允祥聽出了老十四話里的嘲諷之意,但他並沒有反駁:“英雄不英雄的,你知、我知,如此而已罷了。我知道,我是個凡而又凡的人,為了替皇阿瑪做些事情,也為了不讓自己的兄弟們整死,如今我落下一身的病。每天失眠、高燒,也每天都咳嗽不止。你看我,還有當年的銳氣嗎?還是當年的‘拚命十三郎’嗎?昔日的那個允祥,你永遠也不會看到了!”
允祥的話,讓允禵吃驚,也讓他自嘆。但允祥並沒有給他留餘地,仍然不地他說著:“現在看來,我們倆確實不大一樣了。你是貝子而我是親王,兄弟逐鹿已見了分曉嘛!我可以告訴你,皇上並不記恨當年的事情。此一時,彼一時,兄弟之間有什麼好說的?你是位堂堂正正的大丈夫,你應該贏得起,也應該輸得起!瞧你現在這個熊樣,還敢大言不慚他說什麼‘愛新覺羅的子孫’?連我都替你覺得丟人!”
一股熱血衝上允禵的頭,他臉色蒼白,氣喘噓噓地問:“那,我的喬引娣呢?你有喬引娣嗎?他雍正為什麼要奪走我的喬引娣?他這樣做還算得上是哥哥嗎?”
允祥沒有回答,這件事,也是他最難回答的。離開京城前,允祥曾和雍正長談了一次,勸他不要奪走喬引娣。可是,雍正什麼都能容忍,卻唯獨在這件事上卻寸步不讓!允祥還清楚的記得雍正的話:“你去告訴允禵,除了喬引娣之外,他無論要誰,朕全都答應。哪怕是他在朕的嬪妃之內,在大內,在暢春園,在熱河行宮之中,看上了哪個女子,朕都能答應,而且連眉頭都不會皺一下,但喬引娣朕卻不能還給他!”皇上這樣決絕的話,允祥怎么能告訴給十四弟呢?

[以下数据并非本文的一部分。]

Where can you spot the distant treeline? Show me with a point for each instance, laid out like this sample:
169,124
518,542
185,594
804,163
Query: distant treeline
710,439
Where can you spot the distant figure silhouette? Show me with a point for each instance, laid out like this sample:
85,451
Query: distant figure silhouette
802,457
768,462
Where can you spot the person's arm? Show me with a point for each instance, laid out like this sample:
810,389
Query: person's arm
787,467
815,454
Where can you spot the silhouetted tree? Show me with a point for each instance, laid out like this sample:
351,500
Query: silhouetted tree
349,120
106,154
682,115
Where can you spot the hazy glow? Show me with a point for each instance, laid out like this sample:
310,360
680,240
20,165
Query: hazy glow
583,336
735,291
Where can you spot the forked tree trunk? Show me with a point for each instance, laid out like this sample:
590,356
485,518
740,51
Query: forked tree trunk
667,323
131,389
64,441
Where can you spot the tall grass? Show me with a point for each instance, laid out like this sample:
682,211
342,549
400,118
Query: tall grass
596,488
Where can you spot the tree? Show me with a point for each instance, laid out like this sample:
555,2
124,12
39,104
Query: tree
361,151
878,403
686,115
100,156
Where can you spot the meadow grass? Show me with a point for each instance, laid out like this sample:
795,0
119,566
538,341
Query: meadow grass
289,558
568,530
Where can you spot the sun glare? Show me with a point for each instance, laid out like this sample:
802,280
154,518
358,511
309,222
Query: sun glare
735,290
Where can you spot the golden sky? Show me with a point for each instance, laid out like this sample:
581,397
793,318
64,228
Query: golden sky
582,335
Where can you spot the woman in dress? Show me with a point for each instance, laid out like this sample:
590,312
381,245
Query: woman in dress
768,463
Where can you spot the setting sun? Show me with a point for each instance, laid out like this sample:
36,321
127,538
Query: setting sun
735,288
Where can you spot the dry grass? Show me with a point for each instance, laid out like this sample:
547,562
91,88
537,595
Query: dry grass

允祥苦笑一聲說:“十步之內必有芳草!你說我沒有我的‘喬引娣’,可是你知道我有兩個呢……可惜的是,她們都為我而死了……那是個可怕的大雪之夜,皇阿瑪駕崩,四哥帶著聖命來救我脫出牢籠。可就在此時,阿蘭和喬姐兩人卻雙雙飲鴆自盡了。她們這樣做,是在以死明志啊……”他在心裡叫著:“阿蘭,喬姐,都怪我不好,我不該錯疑了你們……”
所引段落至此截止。